Along with Javad Tavakoli, professor and head of chemical engineering, Lamb-Faffelberger has led Lafayette students to Germany and Austria through a three-week interdisciplinary course, “Green Europe,” over the May interim session.
The professor accepted an invitation by Austria Secretary of Education Elisabeth Gehrer to join a “think tank” focusing on sweeping reforms of the country’s university system. “The secretary and her ministry are particularly interested in the Lafayette faculty’s strong relationship with students, our advising and mentoring programs, and our EXCEL Scholars program, as well as our special relationship with alumni and our success in raising funds for the institution,” says Lamb-Faffelberger.
She hosted 35 scholars from 11 countries at Lafayette for the sixth Annual Conference of Austrian Literature and Culture, “Visions and Visionaries in Literature and Film of Modern Austria.” She served as one of two co-organizers of the conference.
Lamb-Faffelberger was part of a three-person group that formed an international organization exclusively dedicated to the research and teaching of Austrian literature and culture studies. The trio established the constitution and by-laws for the Modern Austrian Literature and Culture Association.
A member of the Lafayette faculty since 1992, Lamb-Faffelberger holds a Ph.D. from Rice University and master’s from the University of Illinois. Her research interests include 19th and 20th century German literature and culture; modern Austrian literature and film; Austrian theater; feminist and minority discourse; and multi-media for foreign-language teaching.

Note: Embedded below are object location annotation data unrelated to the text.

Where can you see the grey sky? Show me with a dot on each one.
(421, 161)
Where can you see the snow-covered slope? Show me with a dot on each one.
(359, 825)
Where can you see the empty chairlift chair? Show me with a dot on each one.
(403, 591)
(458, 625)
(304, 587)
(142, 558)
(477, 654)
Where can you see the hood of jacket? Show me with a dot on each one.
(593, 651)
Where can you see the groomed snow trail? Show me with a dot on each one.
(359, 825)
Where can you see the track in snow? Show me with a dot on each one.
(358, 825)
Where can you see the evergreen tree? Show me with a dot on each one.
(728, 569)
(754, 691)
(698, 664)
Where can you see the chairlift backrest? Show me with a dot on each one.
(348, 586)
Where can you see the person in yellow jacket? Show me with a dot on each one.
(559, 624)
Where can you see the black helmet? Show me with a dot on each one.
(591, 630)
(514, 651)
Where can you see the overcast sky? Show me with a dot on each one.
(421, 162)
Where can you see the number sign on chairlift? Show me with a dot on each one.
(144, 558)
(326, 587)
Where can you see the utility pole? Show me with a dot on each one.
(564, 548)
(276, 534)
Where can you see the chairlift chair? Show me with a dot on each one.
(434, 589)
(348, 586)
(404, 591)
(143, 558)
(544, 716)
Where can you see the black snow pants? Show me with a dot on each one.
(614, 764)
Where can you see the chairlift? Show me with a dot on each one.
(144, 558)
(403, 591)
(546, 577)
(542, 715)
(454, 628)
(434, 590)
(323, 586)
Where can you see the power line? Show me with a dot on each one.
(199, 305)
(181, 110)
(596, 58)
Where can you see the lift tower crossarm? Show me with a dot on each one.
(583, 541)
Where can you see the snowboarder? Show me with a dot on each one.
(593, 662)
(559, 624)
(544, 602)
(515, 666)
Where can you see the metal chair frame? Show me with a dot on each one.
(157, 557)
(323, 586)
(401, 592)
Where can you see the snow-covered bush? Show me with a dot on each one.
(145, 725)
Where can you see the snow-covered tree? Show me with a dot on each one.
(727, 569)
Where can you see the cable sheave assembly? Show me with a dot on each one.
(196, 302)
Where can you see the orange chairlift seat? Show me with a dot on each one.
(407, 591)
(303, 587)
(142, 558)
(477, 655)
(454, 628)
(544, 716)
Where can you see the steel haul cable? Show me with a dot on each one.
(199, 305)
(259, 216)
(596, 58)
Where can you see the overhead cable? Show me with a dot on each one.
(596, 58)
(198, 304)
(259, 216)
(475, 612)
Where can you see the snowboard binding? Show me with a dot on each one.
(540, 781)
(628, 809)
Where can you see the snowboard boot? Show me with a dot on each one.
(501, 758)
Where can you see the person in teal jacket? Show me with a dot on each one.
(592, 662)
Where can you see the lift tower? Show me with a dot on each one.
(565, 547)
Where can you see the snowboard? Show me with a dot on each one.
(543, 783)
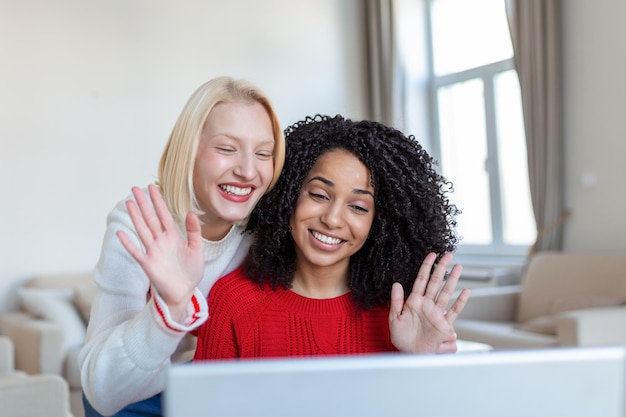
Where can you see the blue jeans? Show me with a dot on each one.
(150, 407)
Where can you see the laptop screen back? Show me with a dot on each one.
(580, 382)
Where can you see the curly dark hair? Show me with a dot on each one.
(412, 215)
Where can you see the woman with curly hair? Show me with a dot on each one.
(337, 244)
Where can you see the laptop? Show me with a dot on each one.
(573, 382)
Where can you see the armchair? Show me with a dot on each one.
(49, 328)
(564, 299)
(22, 395)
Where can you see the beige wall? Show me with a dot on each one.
(89, 91)
(594, 123)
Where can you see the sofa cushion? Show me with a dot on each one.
(56, 305)
(560, 281)
(547, 324)
(502, 335)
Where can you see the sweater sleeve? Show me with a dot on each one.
(130, 336)
(216, 337)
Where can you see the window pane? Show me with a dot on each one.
(463, 156)
(469, 33)
(519, 223)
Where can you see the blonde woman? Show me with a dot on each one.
(225, 152)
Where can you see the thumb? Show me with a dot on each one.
(397, 300)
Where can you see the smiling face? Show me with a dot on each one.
(334, 212)
(234, 164)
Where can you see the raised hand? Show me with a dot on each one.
(173, 264)
(423, 323)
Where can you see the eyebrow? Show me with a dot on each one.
(332, 184)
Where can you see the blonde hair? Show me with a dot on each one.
(177, 162)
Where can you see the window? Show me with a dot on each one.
(477, 126)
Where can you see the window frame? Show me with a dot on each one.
(487, 74)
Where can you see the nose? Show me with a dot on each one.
(246, 167)
(333, 216)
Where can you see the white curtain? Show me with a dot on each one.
(534, 26)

Lamb-Faffelberger co-edited and wrote an introduction for Postwar Austrian Theater: Text and Performance, published last year by Ariadne Press, as well as Out from the Shadows. A Collection of Articles on Austrian Literature and Film by Women since 1945, published by Ariadne in 1997. She also edited Literature, Film, and Culture Industry in Contemporary Austria, published last year by Peter Lang. She authored the book Valie Export und Elfriede Jelinek im Spiegel der Presse. Zur Rezeption der feministischen Avantgarde Österreichs in the Austrian Culture Series, published by Peter Lang in 1992.
Lamb-Faffelberger also has written numerous articles in scholarly journals and other publications, and given lectures internationally. She has received the Roy and Lura Forrest Jones Faculty Lecture Award, established at Lafayette in 1966 to recognize superior teaching and scholarship, and the Delta Upsilon Award for outstanding teaching and mentoring.